CHN: Hundreds of Thousands of Small Children and Mothers Would Lose Food Aid if House Agriculture Appropriations Subcommittee Gets Its Way
Appropriators in the House are starting to turn the cuts in total spending proposed in the House Budget Resolution into specific reductions in essential services. One of the first examples is a cut in the Women, Infants and Children nutrition program (WIC) that could cause between 325,000 – 475,000 low-income young children and pregnant women to be denied WIC’s nutritious food packages. The House Agriculture Appropriations Subcommittee approved this harsh cut on May 24. The full Committee is expected to vote on the bill on May 31. Funding for WIC is recommended at $5.9 billion, down from $6.7 billion this year, and from $7.4 billion in FY 2010. The funding level proposed is 20 percent below the amount funded in FY 2010. Whether the higher estimate of children and mothers losing food assistance will be accurate depends on the extent of food inflation over the next year. If food inflation is in the 3.5 – 4.5 percent range, 475,000 will lose nutrition help.
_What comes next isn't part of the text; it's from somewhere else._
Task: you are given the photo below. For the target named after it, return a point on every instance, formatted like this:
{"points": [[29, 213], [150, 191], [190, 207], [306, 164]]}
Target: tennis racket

The Committee asserts that the WIC program can avoid turning people away from help by tapping previously unspent funds. Analysts do not believe there are resources in WIC sufficient to prevent substantial losses, especially with food inflation on the rise.
The Agriculture Appropriations Subcommittee also cut the Commodity Supplemental Food Program (CSFP), which provides emergency food packages primarily to low-income seniors. The program was cut $38 million below the current year funding. The House leadership had proposed a $20 million cut to CSFP for this year, estimated to cost 81,000 seniors their food packages. That cut was defeated, but is proposed in even more severe form for FY 2012.
The Emergency Food Assistance Program (TEFAP) is cut as well. TEFAP supplies about one-quarter of the food delivered to food pantries and other facilities around the country. Storage, distribution, and administrative funding are cut down to $37.5 million (about $12 million below this year’s level). The bill also makes a 20 percent cut in the “mandatory” side of TEFAP (direct funding of food for distribution that does not have to be annually appropriated), by capping the total at $200 million (down $51 million from current levels).
In addition, the Subcommittee apparently has rejected the President’s proposals to add $25 million for State Childhood Hunger Challenge Grants, $10 million for School Breakfast Expansion Grants, and $5 million for Hunger Free Communities Grants.
In the past, there has been bipartisan support for WIC and other nutrition programs, an agreement that ended with the commitment of the House leadership to seek massive domestic spending cuts.